Esta semana, CERMI, el colectivo español que agrupa a todas aquellas entidades que pelean por los derechos de los discapacitados, se hacía visible en los medios de comunicación y en Les Corts coincidiendo con la fecha límite que la sociedad española se comprometió para tener un país libre de barreras, fiel a todas las sensibilidades.
Por desgracia, aquella ley de Derechos de las Personas con Discapacidad que debía estar en pleno vigor desde el pasado 4 de diciembre continúa sin estarlo, no está desarrollada en toda su extensión. No se ha cumplido. A partir de ahora, toda barrera arquitectónica puede ser denunciable ante los tribunales, pero no lo será porque nadie tiene tanto poder económico para encabezar decenas de cruzadas imposibles de mantener. Con suerte, los poderes públicos manifestarán su empatía y las pondrán en lista de espera: un día, un mes, un par de años…
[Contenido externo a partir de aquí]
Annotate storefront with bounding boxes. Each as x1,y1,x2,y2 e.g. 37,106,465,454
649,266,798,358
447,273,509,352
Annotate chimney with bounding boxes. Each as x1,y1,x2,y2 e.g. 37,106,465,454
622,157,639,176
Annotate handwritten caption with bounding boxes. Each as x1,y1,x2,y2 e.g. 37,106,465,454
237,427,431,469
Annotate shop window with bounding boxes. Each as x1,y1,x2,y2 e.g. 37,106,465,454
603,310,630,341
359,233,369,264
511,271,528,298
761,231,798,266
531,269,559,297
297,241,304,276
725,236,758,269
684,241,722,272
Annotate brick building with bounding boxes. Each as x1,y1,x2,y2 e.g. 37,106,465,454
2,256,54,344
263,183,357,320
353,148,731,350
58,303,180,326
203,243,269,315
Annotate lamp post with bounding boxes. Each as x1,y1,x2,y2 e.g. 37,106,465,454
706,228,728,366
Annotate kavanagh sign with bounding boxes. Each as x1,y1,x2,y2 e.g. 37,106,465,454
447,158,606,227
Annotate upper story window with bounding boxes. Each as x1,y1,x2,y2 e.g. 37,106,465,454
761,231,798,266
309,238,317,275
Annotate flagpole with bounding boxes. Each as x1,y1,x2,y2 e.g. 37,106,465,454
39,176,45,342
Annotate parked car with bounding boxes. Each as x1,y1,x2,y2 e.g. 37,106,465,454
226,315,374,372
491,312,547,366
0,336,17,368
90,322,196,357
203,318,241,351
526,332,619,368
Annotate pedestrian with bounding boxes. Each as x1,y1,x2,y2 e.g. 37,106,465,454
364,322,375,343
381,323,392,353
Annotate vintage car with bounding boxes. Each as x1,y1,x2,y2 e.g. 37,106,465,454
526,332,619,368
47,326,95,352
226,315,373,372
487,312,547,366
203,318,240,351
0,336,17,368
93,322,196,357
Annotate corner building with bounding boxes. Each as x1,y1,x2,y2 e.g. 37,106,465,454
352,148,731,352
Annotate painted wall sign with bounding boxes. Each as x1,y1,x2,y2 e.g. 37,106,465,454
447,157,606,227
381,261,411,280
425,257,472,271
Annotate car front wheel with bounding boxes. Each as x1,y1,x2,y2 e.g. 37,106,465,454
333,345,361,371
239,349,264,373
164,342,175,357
Nos declaramos sociedad solidaria pero lo somos inacabada e insolidaria con quienes realmente lo necesitan. Creemos que por recoger unos alimentos cada cierto tiempo -algo muy loable por parte de nuestra sociedad, pero rastrero por parte de esa clase política que sólo se mira el ombligo sin cumplir con sus obligaciones más básicas- tenemos nuestros pecados resueltos. Al final, ante las desgracias siempre miramos hacia otro lado.
CERMI podría haber realizado una acción ruidosa. Estaba en su derecho, pero no. Simplemente manifestó sus carencias. Con muchas formas y sensibilidad ahogada en su interior. Políticamente, les escucharon, que ya es. Pero no es suficiente. Otros hacen mucho más ruido con tal de hacerse notar por reivindicaciones justas, pero muchas veces insignificantes o salvables. Por suerte, tuvieron un hueco en los medios de comunicación y un momento de desahogo mediático. Será hasta el año que viene por estas mismas fechas, aunque sean casi cuatro millones de personas las que sufren en este país tan moderno y avanzado algún tipo de discapacidad
Pero sepan, aún no disponemos de suficientes medios públicos y menos privados totalmente adaptados; ni siquiera museos o monumentos que también mantienen con sus impuestos pero a los que casi tienen prohibido o restringido el acceso: bancos, hoteles, establecimientos comerciales de todo tipo y condición, -en algunas grandes superficies que visitan cada día miles y miles de personas apenas disponen de una silla de ruedas para una emergencia o un impedido circunstancial-, aceras en condiciones, paseos y jardines accesibles…Demasiado camino por recorrer en pleno siglo XXI. Pero hemos dilapidado millones en proyectos superfluos, vanidosos e inútiles. Es nuestra particular ceguera. La de esta sociedad que se define solidaria con lo propio mientras la vida no le dé un soplo de mala suerte.
Ánimo, vivan la experiencia. Así entenderán lo que otros pueden llegar a sufrir. No hace faltar viajar a ningún parque científico. Sólo sentirse en unos casos y por unos días impedido, y otros por muchos lustros bastante olvidados.